Church History Lesson #29 —
“Building the Kingdom in Nauvoo”
This week in I substituted in Gospel Doctrine. We led off by talking about a person who was well known as a charismatic leader. He had a fervent band of followers and he sold them on a vision of “draining the swamp” and making a city great again. That’s right folks, we’re talking about Joseph Smith and Nauvoo.
The purpose of today’s class was to lay some historical groundwork of what life was like in the city and explore explore how they built the kingdom. Also, what does “kingdom building” actually mean? Is the kingdom done yet? If not, where then is it being built? What role do we have in the process? And 170 years later, what lessons can we learn?

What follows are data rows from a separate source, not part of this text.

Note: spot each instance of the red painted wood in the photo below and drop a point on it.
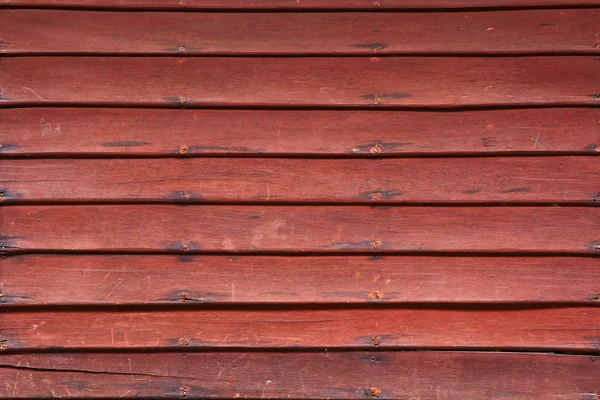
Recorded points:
(504, 32)
(162, 228)
(299, 5)
(352, 375)
(191, 280)
(512, 329)
(459, 180)
(89, 131)
(332, 82)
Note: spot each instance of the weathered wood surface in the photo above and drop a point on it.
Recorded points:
(332, 375)
(327, 82)
(500, 329)
(160, 228)
(62, 280)
(460, 180)
(300, 5)
(142, 132)
(503, 32)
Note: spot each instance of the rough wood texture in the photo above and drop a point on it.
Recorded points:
(352, 375)
(41, 280)
(160, 228)
(334, 82)
(140, 132)
(504, 32)
(505, 329)
(299, 5)
(461, 180)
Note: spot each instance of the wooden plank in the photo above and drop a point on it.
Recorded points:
(323, 82)
(90, 131)
(458, 180)
(351, 375)
(42, 280)
(573, 329)
(298, 5)
(160, 228)
(503, 32)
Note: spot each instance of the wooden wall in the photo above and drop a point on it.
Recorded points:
(333, 199)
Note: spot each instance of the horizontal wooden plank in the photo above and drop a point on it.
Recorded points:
(143, 132)
(351, 375)
(510, 329)
(503, 32)
(458, 180)
(298, 5)
(161, 228)
(332, 82)
(41, 280)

Nauvoo chapter of history begins and ends in tragedy — we were refugees coming in, and we were refugees going out. The city blossomed for a season as a “shining beacon on the hill” only through the work and efforts of people coming together as a patchwork of humanity. Like the temple built there, the Nauvoo Church wasn’t a monolith of one material, and neither is the fabric of God’s Kingdom to made of only one type of thread. It is a masterful interweaving of all colors, rough and smooth, young and old. In our untrained hands He entrusts the tools of kindness, tolerance, charity, and justice for all. Ours is the chance now to stand shoulder to shoulder with the master weaver and with each other in the crafting of this tapestry of humanity. It will be full of flaws, it will be uneven, and it will take a long time to develop into what he envisioned and the beauty revealed. So let us build together, learning as we go, until His work is complete, the family crest of humanity unfurled, the standard planted, and we finally say with our Lord “thy kingdom come”.